Anders als bei Alex Miller, der das Rollentraining nur als Notlösung bei schlechtem Wetter oder Ausgangssperre sieht, ist für Philip Handl das Rollentraining mehr als nur eine lästige Pflicht. So hat er dem virtuellen Ötztal-marathon, den Rouvy in Form von reinen Bergauf-rennen veranstaltet hat, noch einen obendrauf gesetzt: „Ich habe alle Zwischenabschnitte über die Watteinstellungen simuliert und bin somit den kompletten Marathon an einem Stück gefahren“, sagt der fahrradverrückte Österreicher. Sieben Stunden saß er dabei ununterbrochen auf der Rolle.
Menschen wie Handl sind es, die den Radsport auch virtuell nach vorne bringen. So ist die Szene bereits so gut organisiert, dass hierzulande 500 E-sportler an der 2020 gegründeten GCA-LIGA teilnehmen, einer Art virtuellen Bundesliga unter dem Dach des BDR. Auch eine E-cycling-weltmeisterschaft hat es im vergangenen Jahr erstmals gegeben.
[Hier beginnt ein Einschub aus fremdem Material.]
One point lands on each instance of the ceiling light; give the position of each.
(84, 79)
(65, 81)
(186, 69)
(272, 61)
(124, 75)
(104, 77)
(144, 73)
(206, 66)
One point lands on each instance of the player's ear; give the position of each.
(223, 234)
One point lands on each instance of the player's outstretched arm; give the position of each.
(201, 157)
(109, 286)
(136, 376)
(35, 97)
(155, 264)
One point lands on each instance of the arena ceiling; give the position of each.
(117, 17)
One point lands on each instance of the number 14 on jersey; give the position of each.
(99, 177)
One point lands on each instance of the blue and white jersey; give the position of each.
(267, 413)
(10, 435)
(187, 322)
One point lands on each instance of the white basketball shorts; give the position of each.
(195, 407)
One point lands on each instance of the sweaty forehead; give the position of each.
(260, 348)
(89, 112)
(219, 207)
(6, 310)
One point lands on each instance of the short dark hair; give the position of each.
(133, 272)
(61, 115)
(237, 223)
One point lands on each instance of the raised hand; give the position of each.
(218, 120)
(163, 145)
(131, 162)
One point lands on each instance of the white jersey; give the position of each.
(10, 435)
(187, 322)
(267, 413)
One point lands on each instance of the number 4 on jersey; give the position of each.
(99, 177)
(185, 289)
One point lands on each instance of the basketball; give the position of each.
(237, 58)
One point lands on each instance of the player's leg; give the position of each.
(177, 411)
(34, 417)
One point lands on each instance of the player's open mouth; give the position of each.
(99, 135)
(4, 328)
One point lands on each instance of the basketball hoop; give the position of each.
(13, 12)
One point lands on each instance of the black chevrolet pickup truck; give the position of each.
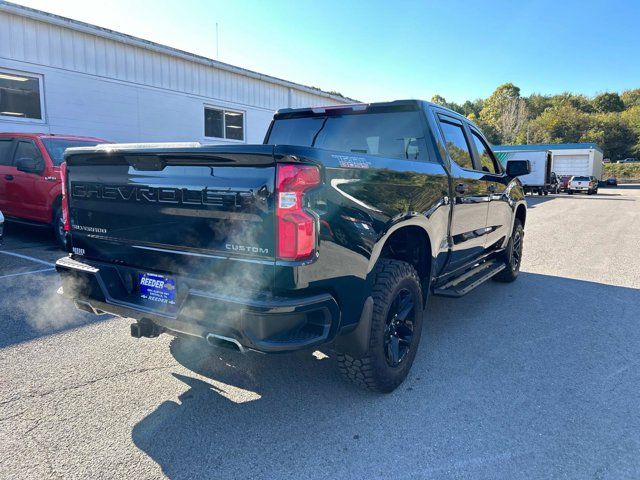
(334, 231)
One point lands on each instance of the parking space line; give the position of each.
(27, 257)
(28, 273)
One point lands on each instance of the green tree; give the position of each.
(631, 98)
(612, 133)
(631, 117)
(579, 102)
(537, 104)
(560, 124)
(608, 102)
(505, 112)
(474, 107)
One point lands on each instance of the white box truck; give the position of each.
(541, 180)
(567, 159)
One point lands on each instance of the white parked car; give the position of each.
(582, 184)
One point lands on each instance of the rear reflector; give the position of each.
(296, 227)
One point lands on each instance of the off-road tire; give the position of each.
(510, 273)
(372, 371)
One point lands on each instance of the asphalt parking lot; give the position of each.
(536, 379)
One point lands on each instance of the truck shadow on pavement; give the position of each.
(532, 201)
(511, 379)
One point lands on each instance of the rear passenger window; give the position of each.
(5, 151)
(457, 145)
(27, 150)
(487, 162)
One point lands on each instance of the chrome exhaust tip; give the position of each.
(221, 341)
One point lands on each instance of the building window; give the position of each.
(223, 124)
(20, 96)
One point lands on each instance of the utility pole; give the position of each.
(217, 44)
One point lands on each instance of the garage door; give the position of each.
(571, 164)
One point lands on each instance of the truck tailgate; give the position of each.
(206, 213)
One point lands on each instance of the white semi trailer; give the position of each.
(567, 159)
(539, 180)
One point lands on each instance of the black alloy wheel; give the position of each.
(398, 333)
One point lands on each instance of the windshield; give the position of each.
(390, 134)
(57, 146)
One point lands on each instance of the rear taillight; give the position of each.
(65, 200)
(296, 227)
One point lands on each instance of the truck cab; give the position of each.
(334, 231)
(30, 185)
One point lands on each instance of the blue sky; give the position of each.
(377, 50)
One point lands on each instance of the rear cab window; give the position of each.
(26, 149)
(56, 147)
(488, 162)
(6, 150)
(390, 134)
(456, 142)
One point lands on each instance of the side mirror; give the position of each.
(30, 165)
(517, 168)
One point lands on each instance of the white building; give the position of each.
(59, 75)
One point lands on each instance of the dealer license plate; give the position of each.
(157, 288)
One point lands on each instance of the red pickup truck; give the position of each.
(30, 185)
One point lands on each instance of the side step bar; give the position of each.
(469, 280)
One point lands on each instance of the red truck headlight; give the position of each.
(296, 227)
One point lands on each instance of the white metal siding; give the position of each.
(98, 85)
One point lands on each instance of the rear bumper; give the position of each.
(256, 322)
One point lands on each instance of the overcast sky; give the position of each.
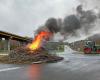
(23, 17)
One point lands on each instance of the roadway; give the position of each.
(73, 67)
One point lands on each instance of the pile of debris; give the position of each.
(23, 54)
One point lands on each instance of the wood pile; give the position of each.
(23, 54)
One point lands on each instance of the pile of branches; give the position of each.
(24, 54)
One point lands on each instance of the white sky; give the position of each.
(23, 17)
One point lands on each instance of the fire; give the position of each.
(36, 43)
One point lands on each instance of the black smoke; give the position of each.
(83, 19)
(52, 25)
(71, 23)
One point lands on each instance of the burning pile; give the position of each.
(34, 52)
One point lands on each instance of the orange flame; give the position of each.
(36, 43)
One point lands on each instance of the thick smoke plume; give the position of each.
(83, 20)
Insofern will es Christoph Kont „nicht komplett ausschließen“, dass der E-sport irgendwann olympisch wird. „Wir stehen hier aber noch am Anfang der Entwicklung“, stellt der Online-verantwortliche des Radsport-bundesverbands klar.
So realistisch das Home-biking aber auch noch wird, so einig sind sich alle Sportler: Es kann das Erlebnis in der freien Natur nicht ersetzen. Doch Alex Miller betont: „Es macht das Radfahren in den eigenen vier Wänden um einiges spannender.“
Ohne diese Möglichkeit wäre ich zwei Wochen lang zum Nichtstun verdammt gewesen.